As mutual funds continue to grow, more funds are charging lower fees to investors, and some industry watchers say it's about time, USA Today reports. In 2004, 2,830 mutual funds cut the fees they charged investors, representing an increase of 355% from 622 that cut fees in 2003, according to Lipper.
"It's like your doctor telling you he's going to start taking your blood pressure," said Roy Weitz, of industry watchdog FundAlarm.com. "That's good, but he should have been taking it all along."
The median fee charged by equity mutual funds also dropped in 2004 to 1.45% of assets, compared to 1.5% in 2003. During the same period, sector funds cut management expenses from 1.89% of assets in 2003 to 1.78% in 2004, according to Lipper.

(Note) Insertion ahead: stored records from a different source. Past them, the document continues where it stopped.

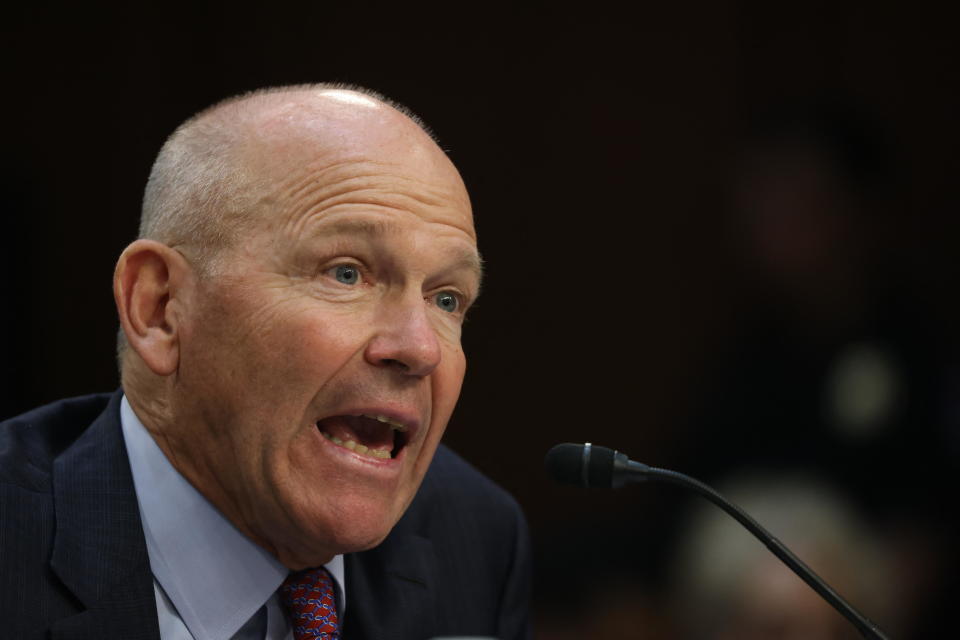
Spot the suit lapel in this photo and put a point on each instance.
(391, 589)
(99, 551)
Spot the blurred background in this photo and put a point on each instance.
(720, 236)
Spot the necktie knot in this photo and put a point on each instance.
(309, 600)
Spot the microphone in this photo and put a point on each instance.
(588, 465)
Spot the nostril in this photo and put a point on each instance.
(396, 364)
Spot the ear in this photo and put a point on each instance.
(150, 285)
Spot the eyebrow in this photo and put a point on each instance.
(470, 260)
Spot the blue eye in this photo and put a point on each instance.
(347, 274)
(447, 301)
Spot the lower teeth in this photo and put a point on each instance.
(358, 448)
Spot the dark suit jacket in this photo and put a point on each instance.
(73, 561)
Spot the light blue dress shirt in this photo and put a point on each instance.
(211, 581)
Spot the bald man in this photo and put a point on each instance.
(290, 356)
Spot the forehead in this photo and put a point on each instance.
(310, 159)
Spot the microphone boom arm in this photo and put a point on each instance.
(867, 628)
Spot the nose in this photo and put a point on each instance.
(405, 340)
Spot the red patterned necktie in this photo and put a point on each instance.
(308, 597)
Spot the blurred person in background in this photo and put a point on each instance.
(837, 364)
(730, 586)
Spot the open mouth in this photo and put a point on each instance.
(374, 436)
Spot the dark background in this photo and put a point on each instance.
(605, 150)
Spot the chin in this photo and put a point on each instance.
(349, 528)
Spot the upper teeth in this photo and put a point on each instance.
(393, 423)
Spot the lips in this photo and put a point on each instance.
(374, 435)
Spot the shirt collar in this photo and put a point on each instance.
(214, 575)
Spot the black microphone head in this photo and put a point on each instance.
(584, 465)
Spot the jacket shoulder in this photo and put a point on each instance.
(30, 442)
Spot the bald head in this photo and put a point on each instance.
(213, 171)
(308, 258)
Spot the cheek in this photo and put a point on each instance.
(447, 380)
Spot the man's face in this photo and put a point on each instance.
(322, 361)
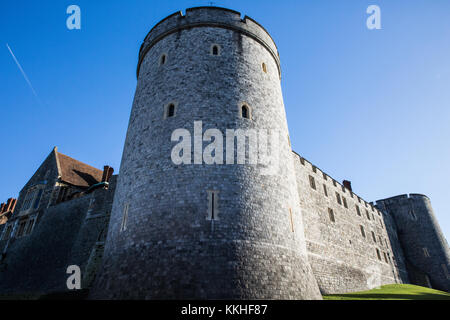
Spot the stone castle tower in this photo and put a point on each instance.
(202, 230)
(425, 249)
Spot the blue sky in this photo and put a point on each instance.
(370, 106)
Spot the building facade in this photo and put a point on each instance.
(203, 223)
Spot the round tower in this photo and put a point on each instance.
(426, 251)
(188, 222)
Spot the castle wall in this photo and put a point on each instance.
(341, 258)
(426, 250)
(63, 235)
(168, 247)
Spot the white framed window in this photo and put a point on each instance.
(245, 111)
(312, 182)
(32, 198)
(8, 231)
(163, 59)
(447, 275)
(363, 233)
(213, 207)
(215, 49)
(21, 228)
(331, 215)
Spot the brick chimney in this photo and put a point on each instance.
(10, 205)
(347, 184)
(107, 173)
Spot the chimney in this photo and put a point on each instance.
(10, 205)
(107, 173)
(347, 184)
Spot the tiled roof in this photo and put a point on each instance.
(77, 173)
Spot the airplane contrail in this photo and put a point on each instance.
(24, 74)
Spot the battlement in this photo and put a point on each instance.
(339, 186)
(401, 197)
(209, 17)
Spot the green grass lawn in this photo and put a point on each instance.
(393, 292)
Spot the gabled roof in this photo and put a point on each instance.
(75, 172)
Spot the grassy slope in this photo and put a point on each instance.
(393, 292)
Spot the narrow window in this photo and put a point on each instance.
(213, 199)
(312, 182)
(162, 59)
(123, 226)
(30, 226)
(331, 215)
(363, 233)
(245, 112)
(374, 237)
(8, 232)
(378, 254)
(338, 198)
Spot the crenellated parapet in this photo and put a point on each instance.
(209, 17)
(426, 250)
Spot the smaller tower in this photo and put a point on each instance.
(426, 251)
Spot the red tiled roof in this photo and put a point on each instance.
(78, 173)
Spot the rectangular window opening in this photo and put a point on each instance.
(123, 226)
(213, 198)
(331, 215)
(312, 182)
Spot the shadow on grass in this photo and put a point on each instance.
(389, 296)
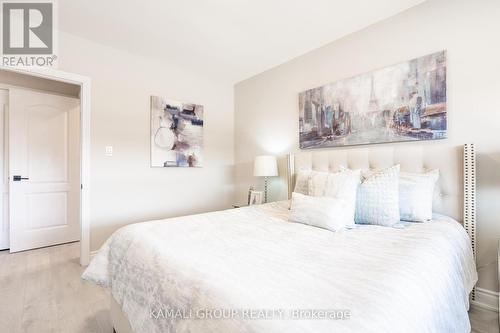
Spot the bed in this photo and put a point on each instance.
(251, 270)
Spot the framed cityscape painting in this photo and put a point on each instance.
(405, 102)
(176, 133)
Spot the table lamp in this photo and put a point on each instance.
(265, 166)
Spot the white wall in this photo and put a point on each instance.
(266, 119)
(124, 189)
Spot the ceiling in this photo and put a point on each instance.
(232, 39)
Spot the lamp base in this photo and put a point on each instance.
(265, 189)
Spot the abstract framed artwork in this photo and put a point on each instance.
(404, 102)
(176, 133)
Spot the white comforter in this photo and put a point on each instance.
(411, 279)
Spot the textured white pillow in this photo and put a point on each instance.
(302, 182)
(323, 212)
(416, 192)
(340, 185)
(378, 197)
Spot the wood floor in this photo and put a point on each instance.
(41, 291)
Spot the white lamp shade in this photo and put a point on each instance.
(265, 166)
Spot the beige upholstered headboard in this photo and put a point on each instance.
(449, 197)
(454, 196)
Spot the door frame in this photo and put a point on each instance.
(85, 109)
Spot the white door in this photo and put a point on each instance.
(44, 163)
(4, 170)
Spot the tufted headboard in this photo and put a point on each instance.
(454, 196)
(449, 198)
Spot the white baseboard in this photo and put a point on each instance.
(486, 299)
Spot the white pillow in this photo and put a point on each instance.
(340, 185)
(302, 182)
(416, 193)
(323, 212)
(378, 197)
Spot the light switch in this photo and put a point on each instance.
(109, 151)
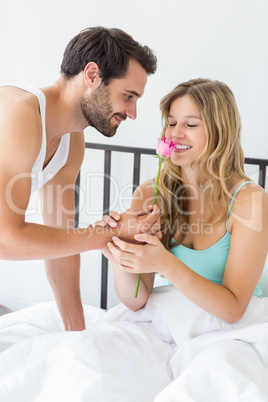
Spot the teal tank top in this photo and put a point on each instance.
(210, 263)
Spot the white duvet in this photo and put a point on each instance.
(168, 351)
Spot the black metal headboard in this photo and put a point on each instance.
(137, 152)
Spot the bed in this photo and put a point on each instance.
(168, 351)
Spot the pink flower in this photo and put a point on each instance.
(165, 147)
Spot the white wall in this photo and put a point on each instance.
(224, 40)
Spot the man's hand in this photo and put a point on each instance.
(134, 221)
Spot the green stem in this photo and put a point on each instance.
(157, 180)
(155, 197)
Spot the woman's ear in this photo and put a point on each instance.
(91, 73)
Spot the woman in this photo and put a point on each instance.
(214, 220)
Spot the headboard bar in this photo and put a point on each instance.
(137, 152)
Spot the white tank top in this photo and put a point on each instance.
(39, 175)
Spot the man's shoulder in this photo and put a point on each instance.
(14, 100)
(20, 121)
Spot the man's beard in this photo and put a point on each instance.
(98, 111)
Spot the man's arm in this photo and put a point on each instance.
(58, 209)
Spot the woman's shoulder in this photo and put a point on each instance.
(250, 205)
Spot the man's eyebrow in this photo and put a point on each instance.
(133, 93)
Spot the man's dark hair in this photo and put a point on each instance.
(111, 49)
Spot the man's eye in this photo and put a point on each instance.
(128, 97)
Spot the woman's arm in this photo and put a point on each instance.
(125, 283)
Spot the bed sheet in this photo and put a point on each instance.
(170, 350)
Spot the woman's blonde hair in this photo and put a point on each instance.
(222, 156)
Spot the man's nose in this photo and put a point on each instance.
(131, 111)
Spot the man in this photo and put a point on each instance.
(103, 74)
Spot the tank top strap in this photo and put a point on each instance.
(232, 200)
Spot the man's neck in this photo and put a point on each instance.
(63, 113)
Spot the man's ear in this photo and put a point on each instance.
(91, 73)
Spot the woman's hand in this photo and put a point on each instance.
(110, 220)
(136, 258)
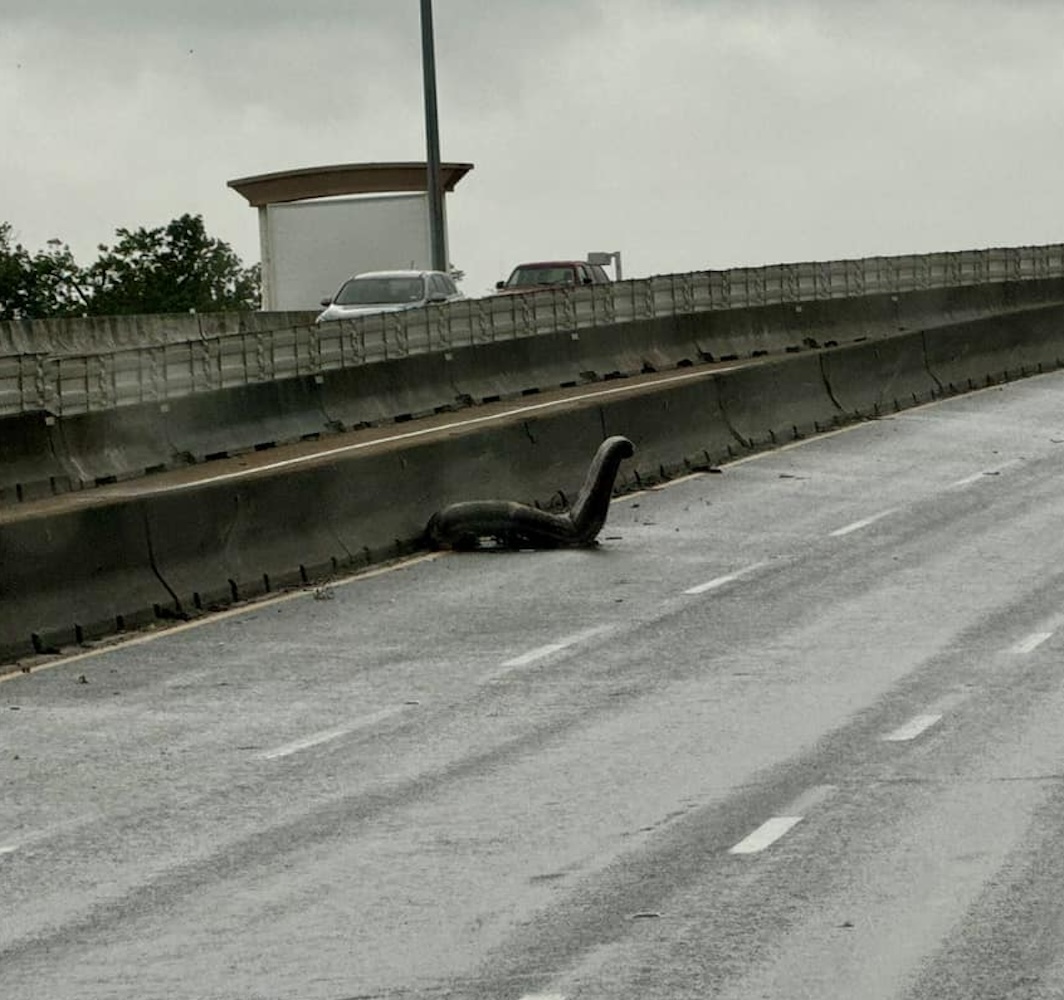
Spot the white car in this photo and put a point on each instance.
(388, 292)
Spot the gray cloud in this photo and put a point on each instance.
(686, 134)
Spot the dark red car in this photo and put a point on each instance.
(542, 275)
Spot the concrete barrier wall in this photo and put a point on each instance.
(129, 361)
(99, 447)
(114, 563)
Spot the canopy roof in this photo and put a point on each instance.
(344, 179)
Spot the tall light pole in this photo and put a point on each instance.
(432, 140)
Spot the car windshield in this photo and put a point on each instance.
(379, 290)
(541, 276)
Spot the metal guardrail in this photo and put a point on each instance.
(86, 383)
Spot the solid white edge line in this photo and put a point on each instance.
(765, 835)
(912, 729)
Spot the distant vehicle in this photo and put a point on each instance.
(388, 292)
(542, 275)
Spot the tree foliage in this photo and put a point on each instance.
(173, 268)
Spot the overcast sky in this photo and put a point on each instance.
(688, 134)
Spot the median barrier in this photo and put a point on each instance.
(246, 418)
(30, 466)
(879, 377)
(240, 538)
(387, 392)
(997, 348)
(114, 445)
(676, 429)
(75, 576)
(778, 400)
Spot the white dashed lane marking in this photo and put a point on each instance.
(864, 522)
(1031, 643)
(316, 739)
(765, 835)
(541, 652)
(771, 830)
(718, 582)
(912, 729)
(980, 477)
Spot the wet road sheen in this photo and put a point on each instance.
(791, 731)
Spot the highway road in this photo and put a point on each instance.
(793, 730)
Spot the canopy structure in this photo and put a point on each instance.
(344, 179)
(312, 236)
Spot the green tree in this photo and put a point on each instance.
(170, 269)
(14, 275)
(48, 283)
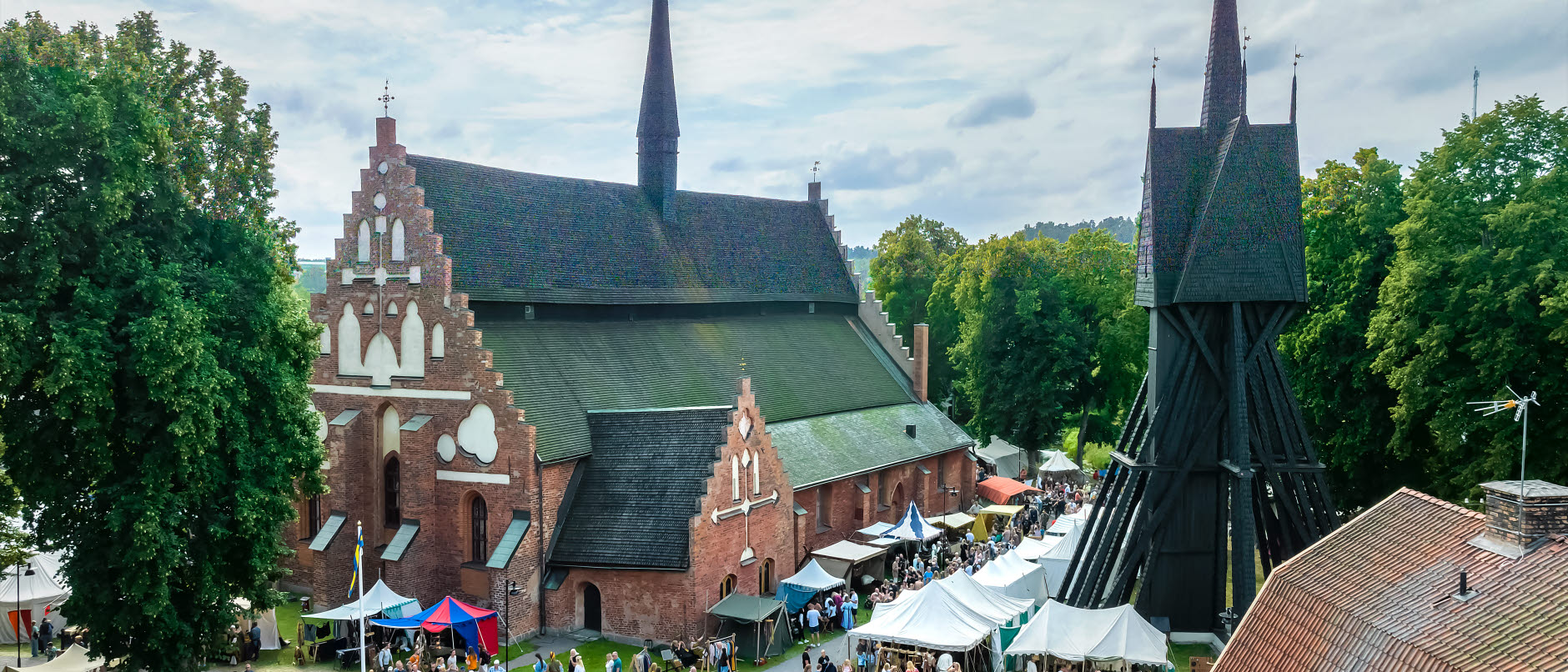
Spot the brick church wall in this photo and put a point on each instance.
(433, 488)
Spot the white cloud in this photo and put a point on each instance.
(767, 88)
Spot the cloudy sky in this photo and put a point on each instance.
(983, 113)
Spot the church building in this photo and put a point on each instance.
(602, 406)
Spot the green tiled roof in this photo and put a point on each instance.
(800, 365)
(541, 238)
(828, 447)
(623, 517)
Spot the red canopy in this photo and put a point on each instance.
(1001, 489)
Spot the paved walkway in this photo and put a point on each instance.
(837, 650)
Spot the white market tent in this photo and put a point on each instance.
(814, 579)
(913, 527)
(1031, 549)
(1093, 634)
(983, 599)
(33, 594)
(930, 618)
(952, 520)
(379, 600)
(1058, 558)
(1015, 577)
(842, 556)
(1007, 458)
(71, 659)
(875, 529)
(1058, 463)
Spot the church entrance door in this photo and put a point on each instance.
(593, 611)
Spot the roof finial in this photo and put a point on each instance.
(1297, 60)
(1224, 76)
(386, 96)
(1153, 69)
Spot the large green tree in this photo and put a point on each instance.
(1349, 213)
(907, 263)
(1477, 298)
(1021, 347)
(1098, 274)
(154, 361)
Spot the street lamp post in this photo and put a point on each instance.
(18, 629)
(511, 591)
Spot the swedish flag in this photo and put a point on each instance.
(359, 550)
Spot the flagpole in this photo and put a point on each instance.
(359, 569)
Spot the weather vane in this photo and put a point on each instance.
(1521, 411)
(386, 96)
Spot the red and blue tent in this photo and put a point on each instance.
(474, 624)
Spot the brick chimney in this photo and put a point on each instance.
(1543, 508)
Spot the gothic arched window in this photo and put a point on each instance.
(479, 541)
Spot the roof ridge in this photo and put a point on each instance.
(1440, 502)
(600, 182)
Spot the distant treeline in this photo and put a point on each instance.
(1122, 229)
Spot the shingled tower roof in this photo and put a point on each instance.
(657, 128)
(1222, 82)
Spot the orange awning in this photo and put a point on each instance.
(1001, 489)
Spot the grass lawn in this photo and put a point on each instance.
(1181, 655)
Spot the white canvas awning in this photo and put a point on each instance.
(1007, 458)
(1058, 463)
(812, 579)
(1031, 549)
(379, 600)
(849, 552)
(1015, 577)
(983, 599)
(1058, 559)
(930, 618)
(73, 659)
(33, 594)
(1093, 634)
(875, 529)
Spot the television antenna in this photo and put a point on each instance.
(1521, 413)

In part, Lipper attributes the industry-wide drop in costs to the trading scandal of 2003. That year, giants Janus and Putnam Investments were charged with improper trading, and subsequently agreed to reduce fees as part of a settlement with New York Attorney General Eliot Spitzer. Breakpoints, mergers and pressure form investors may also have contributed to the industry's fee-trimming trend.
Morningstar Director of Fund Analysis Kunal Kapoor said that the falling fees are to be expected. "You've had the stock market doing well the past three years [and] asset flows doing well. You'd expect some expense reductions," he said.